When she fails to comment he goes on, eager to fill the void. ‘I came back here while I was … while I was on my errands,’ he says. He looks down as he says this. In humans, this could indicate shame. It may also be a ploy of distraction, an adult usage I do not think beyond this hard-used child. His next words support this. ‘I didn’t think that AD would care.’
AD. I have come to hate this man, and not simply as the source of that foul-smelling substance. He has a power over this child – over the girl as well – that I fail to understand, and that I believe he will use without compunction. From my vantage point I watch the girl, waiting to see her reaction to his words. The mention of their former colleague – no, leader – should be warning enough that this child is compromised, and yet I have reason to be concerned. Emotion makes this young woman vulnerable, no matter how well schooled she may have been. Its influence, as much as the persistent sadness, is a sign of how that training was cut short.

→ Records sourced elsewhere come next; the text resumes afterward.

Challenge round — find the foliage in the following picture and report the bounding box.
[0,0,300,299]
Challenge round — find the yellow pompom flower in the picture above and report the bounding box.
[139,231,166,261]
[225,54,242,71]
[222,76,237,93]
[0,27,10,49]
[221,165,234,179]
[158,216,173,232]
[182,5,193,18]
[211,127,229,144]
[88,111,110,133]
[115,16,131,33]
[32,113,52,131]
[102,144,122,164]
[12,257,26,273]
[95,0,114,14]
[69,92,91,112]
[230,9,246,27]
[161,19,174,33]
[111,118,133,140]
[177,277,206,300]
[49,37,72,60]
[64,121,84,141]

‘AD.’ She sighs, and in her voice I hear the echo of something I cannot explain. Not the nightmare vision that I wrestle still to understand, but something other. There is longing and sadness, and I see her face go slack for a moment. ‘Tick, you can’t go back to him. You know that.’
The boy’s shrug is eloquent in its way, dismissive of her concern and powerless all at once.
‘When we first came to him, he wasn’t so mixed up with all that crap.’
‘He always used and cooked, too.’ The boy speaks and my ears prick up. Would that Care’s did, too. His tone reveals an allegiance she would do well to mark. ‘And he’s doing great.’
‘He’s doing—’ She shakes her head. The fight, it seems, is one to which she is accustomed, one she will not win today. ‘Tick, where’s the book?’
He smiles as if he’s won and nods his head back across the tracks. I stand and lash my tail, willing her not to act on his lead. Those thugs have tried to snatch her here, in open land, and failed. How easy would it be to lure her into a confined space? To subdue her in some hideaway, away from passers-by or their uniformed henchmen? She turns toward me and sees my back begin to arch. She pauses. ‘Tick?’